The United States displaced Britain and France for control of the Middle East during the Suez Crisis of 1956, an event triggered by Egyptian President Gamal Abdel Nasser's nationalization of the Suez Canal, originally established by French engineer Ferdinand de Lesseps in 1869. Following the nationalization, the British and French, along with Israeli forces, launched an assault on Egypt. Seizing this opportunity to challenge Anglo-French hegemony, President Eisenhower forced the two powers to withdraw, threatening military and economic consequences. Since then, the U.S. has consolidated control over the geopolitical landscape originally dominated by Britain and France.

In the ongoing hostilities with Iran, the U.S. seems to be facing its own potential Suez Crisis, risking the loss of the geopolitical framework it pressured Britain and France to surrender in 1956.

The Iranian conflict signals a potential end to Western hegemony in the Middle East.

Strategically, numerous experts are viewing the predicament that the U.S. finds itself in Iran as akin to its 'Stalingrad moment.' This term refers to a significant battle in which the Soviet Army decisively defeated the Nazi blitzkrieg in the harsh winter of Stalingrad during World War II. This confrontation marked a pivotal turning point in the war and eventually led to the comprehensive defeat of Nazi Germany.

Although the contexts of Iran and Stalingrad differ, there are notable existential parallels. The extensive bombings conducted by the U.S. and Israel, which resulted in numerous casualties among Iranian political and military leaders, have failed to cripple the Iranian military or achieve the strategic goals that both countries sought. Instead, Iran has effectively retaliated against U.S. and Israeli military assets, prompting the U.S. to contemplate a ground invasion aimed at establishing a foothold on Iran's Kharg Island to deploy further troops and engage Iranian forces.

However, many analysts caution that in Iran's unforgiving mountainous and desert terrains, U.S. forces stationed without a secure supply line could find themselves at significant risk against a well-entrenched and battle-hardened Iranian military. This concern has been echoed by former Israeli Prime Minister Ehud Barak and several retired U.S. generals in their analyses of the conflict.

Anticipating the outcomes.

The trajectory of current events suggests that the influence of Western powers in the Middle East is poised for significant reduction. Western dominance in the region has roots in the covert Sykes-Picot agreement of 1916 between Britain and France to partition the region without Arab consent, an arrangement that provoked Arab uprisings against Ottoman rule. The Sykes-Picot agreement led to the arbitrary division of Middle Eastern territories based on oil deposit assessments conducted by Western geologists.

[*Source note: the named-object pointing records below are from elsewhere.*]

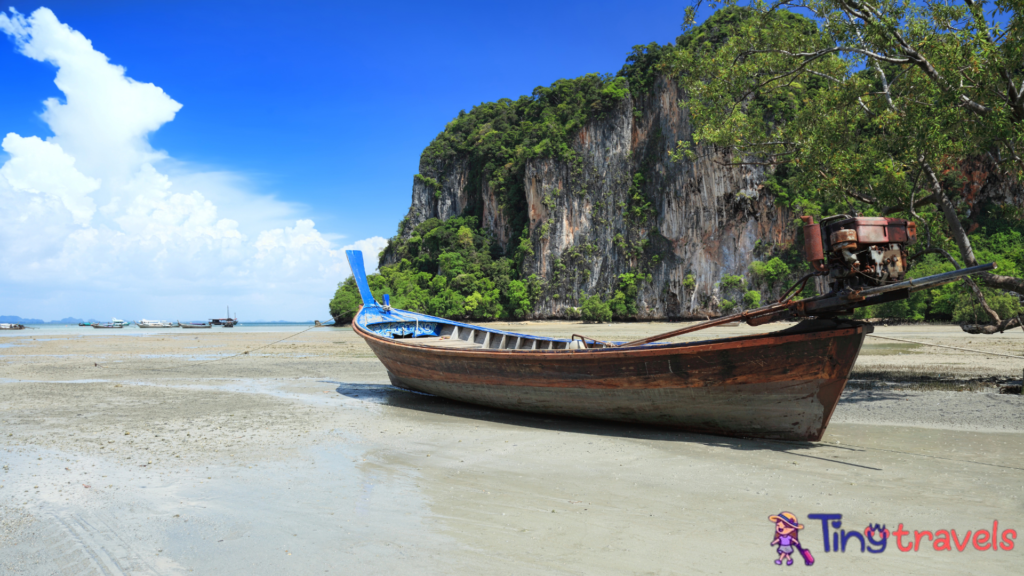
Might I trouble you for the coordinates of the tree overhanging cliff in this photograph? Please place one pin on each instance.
(578, 201)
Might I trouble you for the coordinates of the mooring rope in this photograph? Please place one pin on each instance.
(944, 346)
(261, 347)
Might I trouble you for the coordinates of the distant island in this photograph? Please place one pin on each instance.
(19, 320)
(75, 321)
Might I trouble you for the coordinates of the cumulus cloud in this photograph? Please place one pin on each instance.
(94, 214)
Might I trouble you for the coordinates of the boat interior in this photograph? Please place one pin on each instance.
(423, 330)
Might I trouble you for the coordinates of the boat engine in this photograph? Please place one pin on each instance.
(858, 252)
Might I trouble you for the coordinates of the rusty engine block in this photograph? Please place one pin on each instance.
(859, 252)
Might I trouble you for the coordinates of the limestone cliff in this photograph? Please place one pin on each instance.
(706, 217)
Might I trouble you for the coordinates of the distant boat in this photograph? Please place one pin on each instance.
(225, 322)
(194, 324)
(155, 324)
(109, 325)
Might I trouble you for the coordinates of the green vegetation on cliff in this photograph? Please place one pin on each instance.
(448, 270)
(834, 142)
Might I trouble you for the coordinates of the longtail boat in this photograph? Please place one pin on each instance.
(781, 384)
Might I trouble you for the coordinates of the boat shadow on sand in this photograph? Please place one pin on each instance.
(409, 400)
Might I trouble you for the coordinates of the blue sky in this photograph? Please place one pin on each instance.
(330, 105)
(241, 146)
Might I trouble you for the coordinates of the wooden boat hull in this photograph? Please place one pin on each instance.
(777, 385)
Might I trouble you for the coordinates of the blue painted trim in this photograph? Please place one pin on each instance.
(359, 273)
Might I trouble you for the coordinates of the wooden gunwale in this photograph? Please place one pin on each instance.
(753, 340)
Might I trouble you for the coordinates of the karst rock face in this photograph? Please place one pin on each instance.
(708, 214)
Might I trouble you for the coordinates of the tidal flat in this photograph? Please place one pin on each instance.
(175, 452)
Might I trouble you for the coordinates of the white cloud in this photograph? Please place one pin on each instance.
(37, 166)
(164, 234)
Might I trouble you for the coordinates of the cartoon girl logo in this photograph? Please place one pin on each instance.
(786, 538)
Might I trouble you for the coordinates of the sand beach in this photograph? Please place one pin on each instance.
(173, 452)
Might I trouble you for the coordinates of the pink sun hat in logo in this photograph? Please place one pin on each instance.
(788, 519)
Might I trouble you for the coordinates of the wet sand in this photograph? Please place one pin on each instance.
(133, 453)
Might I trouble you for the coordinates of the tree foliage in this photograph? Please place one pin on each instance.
(881, 108)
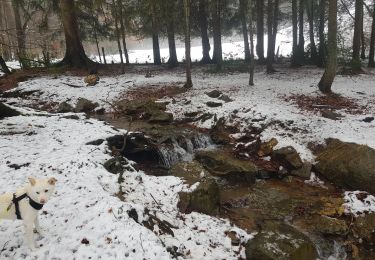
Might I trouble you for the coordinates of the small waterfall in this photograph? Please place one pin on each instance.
(182, 148)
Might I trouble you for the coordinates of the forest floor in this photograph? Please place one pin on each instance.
(86, 219)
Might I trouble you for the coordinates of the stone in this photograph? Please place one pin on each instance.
(288, 157)
(204, 199)
(6, 111)
(191, 172)
(223, 164)
(214, 93)
(279, 241)
(85, 105)
(330, 226)
(266, 148)
(214, 104)
(348, 165)
(64, 107)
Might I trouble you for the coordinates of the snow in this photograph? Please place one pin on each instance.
(85, 207)
(358, 203)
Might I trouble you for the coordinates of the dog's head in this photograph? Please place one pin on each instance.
(40, 190)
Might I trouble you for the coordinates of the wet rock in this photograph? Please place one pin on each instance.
(304, 172)
(288, 157)
(191, 172)
(348, 165)
(85, 105)
(214, 104)
(115, 165)
(92, 79)
(267, 147)
(281, 242)
(6, 111)
(331, 114)
(330, 226)
(64, 107)
(223, 164)
(214, 93)
(204, 199)
(220, 133)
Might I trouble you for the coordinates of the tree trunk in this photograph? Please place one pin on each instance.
(155, 35)
(326, 81)
(243, 12)
(206, 59)
(322, 45)
(260, 30)
(358, 25)
(294, 61)
(117, 32)
(310, 15)
(21, 41)
(74, 54)
(252, 61)
(188, 83)
(172, 61)
(122, 27)
(216, 26)
(301, 40)
(371, 60)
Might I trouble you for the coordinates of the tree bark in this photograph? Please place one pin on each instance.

This geopolitical framework was inherited by the U.S. in 1956, with which it consolidated control through military bases and partnerships with regional leaders.

Moreover, the control and access to vast oil resources, born out of strategic alliances established in the region, enabled the U.S. to forge the petrodollar system with Saudi Arabia in 1974.

However, this arrangement may dissolve following the war in Iran. The U.S. and Israel now face the reality of Iran emerging as a legitimate regional power that cannot be disregarded. Additionally, the U.S. must recognize that reliance on petrodollar-only oil sales is not sustainable. Iran is already requiring vessels navigating the Hormuz Strait, which it supervises, to pay for their transit in Chinese Yuan. Looking ahead, it is plausible that the Yuan could emerge as a formidable alternative to the dollar for global oil transactions. The rise of a petroyuan alongside the petrodollar appears imminent. Moreover, with the growing strategic partnership among Iran, China, and Russia, the anticipated rollback of Western hegemony in the Middle East and globally seems to be on the horizon.